The findings are in line with previous data from the CMIE and others, which showed that more than 100 million Indians have lost their jobs since March 25, when Prime Minister Narendra Modi stopped the production and sale of all but the most essential goods and services to contain the spread of the virus.

His government on Thursday offered cheap loans and free food to farmers and workers in India’s vast informal sector to ease the pain.

Indonesia’s falling imports signals cooling economic activity

Indonesia’s imports have fallen for 10 consecutive months in April as manufacturing companies cut production output while consumer demand continues to shrink amid the COVID-19 pandemic, signaling cooling economic activity going forward.

The country recorded US$12.54 billion in imports in April, an 18.58 percent drop from the same period last year. Imports of consumer goods plunged 16.6 percent, while incoming shipments of raw materials and capital goods dropped 19.1 percent and 17.1 percent, respectively, Statistics Indonesia (BPS) announced on Friday.

“This will be bad for the national economy because this may risk greater deindustrialization as nobody can be sure whether the industry may be able to produce [normally] again,” Indonesian Commerce and Industry (Kadin) deputy chairwoman Shinta Kamdani told on Friday.

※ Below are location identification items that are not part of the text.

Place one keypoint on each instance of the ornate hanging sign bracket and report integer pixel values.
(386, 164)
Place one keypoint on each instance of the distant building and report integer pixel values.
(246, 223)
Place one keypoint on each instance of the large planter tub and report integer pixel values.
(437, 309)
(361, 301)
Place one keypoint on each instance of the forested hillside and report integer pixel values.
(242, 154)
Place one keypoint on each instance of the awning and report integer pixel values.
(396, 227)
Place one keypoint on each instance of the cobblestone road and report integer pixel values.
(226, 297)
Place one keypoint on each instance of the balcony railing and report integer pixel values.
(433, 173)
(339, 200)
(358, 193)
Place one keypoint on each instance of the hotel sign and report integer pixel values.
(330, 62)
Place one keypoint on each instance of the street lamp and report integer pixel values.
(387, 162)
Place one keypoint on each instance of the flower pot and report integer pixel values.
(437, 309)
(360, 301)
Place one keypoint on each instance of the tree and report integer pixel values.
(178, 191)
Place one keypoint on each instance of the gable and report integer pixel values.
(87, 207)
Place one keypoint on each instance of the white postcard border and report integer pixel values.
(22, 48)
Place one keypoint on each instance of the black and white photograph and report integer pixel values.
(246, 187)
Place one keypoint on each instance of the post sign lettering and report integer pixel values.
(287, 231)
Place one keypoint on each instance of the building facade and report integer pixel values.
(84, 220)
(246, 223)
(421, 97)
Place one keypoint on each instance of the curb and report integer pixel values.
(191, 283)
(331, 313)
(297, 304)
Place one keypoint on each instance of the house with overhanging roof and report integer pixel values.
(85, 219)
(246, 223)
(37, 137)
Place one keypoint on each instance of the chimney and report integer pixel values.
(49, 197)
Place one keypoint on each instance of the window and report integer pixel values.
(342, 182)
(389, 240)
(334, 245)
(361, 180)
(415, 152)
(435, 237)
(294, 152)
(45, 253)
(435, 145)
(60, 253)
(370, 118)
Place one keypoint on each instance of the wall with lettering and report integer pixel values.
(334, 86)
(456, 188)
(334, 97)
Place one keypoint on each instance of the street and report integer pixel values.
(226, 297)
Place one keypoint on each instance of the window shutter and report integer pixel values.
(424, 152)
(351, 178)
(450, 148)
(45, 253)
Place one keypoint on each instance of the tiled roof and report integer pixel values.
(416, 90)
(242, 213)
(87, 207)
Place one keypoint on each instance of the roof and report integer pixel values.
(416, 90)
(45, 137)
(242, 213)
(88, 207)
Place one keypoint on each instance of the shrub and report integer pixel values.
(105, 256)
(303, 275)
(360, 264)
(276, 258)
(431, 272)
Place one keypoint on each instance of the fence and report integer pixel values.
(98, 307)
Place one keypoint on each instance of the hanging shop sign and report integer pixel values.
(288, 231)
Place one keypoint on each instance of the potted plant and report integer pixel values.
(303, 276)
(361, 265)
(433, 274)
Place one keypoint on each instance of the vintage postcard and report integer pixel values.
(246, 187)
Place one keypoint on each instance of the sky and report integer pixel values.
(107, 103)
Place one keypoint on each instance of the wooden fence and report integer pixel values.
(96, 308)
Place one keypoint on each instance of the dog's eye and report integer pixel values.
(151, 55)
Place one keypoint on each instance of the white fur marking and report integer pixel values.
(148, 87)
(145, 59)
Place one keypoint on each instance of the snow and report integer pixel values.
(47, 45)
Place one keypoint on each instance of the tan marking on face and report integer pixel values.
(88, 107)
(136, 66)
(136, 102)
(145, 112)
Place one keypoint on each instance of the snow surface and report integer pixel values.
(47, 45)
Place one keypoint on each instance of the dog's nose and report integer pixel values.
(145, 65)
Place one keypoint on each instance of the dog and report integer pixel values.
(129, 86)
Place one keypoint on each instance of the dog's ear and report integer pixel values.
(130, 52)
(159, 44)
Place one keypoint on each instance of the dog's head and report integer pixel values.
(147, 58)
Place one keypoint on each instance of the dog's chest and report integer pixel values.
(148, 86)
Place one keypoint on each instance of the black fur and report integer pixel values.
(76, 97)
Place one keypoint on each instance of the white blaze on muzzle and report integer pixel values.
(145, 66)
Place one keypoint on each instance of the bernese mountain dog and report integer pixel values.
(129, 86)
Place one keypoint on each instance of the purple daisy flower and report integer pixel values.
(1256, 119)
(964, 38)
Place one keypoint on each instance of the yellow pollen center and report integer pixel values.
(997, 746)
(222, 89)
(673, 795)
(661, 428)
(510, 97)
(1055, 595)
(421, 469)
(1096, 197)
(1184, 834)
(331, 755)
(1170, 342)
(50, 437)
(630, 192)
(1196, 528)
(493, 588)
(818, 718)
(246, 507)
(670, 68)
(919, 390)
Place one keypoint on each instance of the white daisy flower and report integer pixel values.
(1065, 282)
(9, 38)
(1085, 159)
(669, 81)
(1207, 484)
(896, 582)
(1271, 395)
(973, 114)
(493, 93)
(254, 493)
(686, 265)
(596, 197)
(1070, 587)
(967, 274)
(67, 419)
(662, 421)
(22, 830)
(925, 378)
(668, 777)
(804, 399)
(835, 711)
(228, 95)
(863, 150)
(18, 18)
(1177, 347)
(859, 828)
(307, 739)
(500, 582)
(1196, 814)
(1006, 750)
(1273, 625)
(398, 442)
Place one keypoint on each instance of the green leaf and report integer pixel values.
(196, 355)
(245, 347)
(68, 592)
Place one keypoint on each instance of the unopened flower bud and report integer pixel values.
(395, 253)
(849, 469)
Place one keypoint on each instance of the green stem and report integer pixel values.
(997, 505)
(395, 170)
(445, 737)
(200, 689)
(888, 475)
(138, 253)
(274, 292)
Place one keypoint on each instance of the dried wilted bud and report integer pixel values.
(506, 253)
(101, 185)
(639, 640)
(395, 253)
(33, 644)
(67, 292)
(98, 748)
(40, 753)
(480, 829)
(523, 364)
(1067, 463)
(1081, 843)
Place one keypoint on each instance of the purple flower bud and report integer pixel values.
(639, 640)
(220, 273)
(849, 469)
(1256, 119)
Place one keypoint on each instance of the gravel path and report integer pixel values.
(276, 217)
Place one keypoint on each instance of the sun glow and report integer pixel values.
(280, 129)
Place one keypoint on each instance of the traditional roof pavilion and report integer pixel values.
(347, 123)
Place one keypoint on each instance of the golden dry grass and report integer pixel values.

She added that manufacturing companies had cut production as domestic and global demand for non-primary products had fallen significantly.

“There is not much we can do unless we control the outbreak immediately and inject a greater financial stimulus for the economy,” she said.

The manufacturing industry accounted for almost 20 percent of Indonesia’s gross domestic product (GDP), the largest among other business sectors. Meanwhile, household consumption contributed to more than half of the economy.

At least 16,400 people in Indonesia have contracted COVID-19 as of Friday afternoon, with the death toll exceeded 1,000, according to official data. The outbreak has forced shops, factories, offices and schools to shut down as part of the government’s large scale social restriction (PSBB) policy in several regions, including manufacturing centers Jakarta and West Java.

China using trade sanctions as weapon to silence coronavirus criticism

Trying to silence criticism over the coronavirus pandemic, China is deploying a well-used weapon — trade sanctions. Beijing has blocked some imports of Australian beef after Prime Minister Scott Morrison’s government, endorsed by Washington, called for a robust inquiry into the origins of the outbreak and rebuffed Chinese demands to back off.

The move is the first time Beijing has used access to its huge markets as leverage in its campaign to deflect blame for the outbreak. But it has used the tactic regularly in political disputes over the past decade.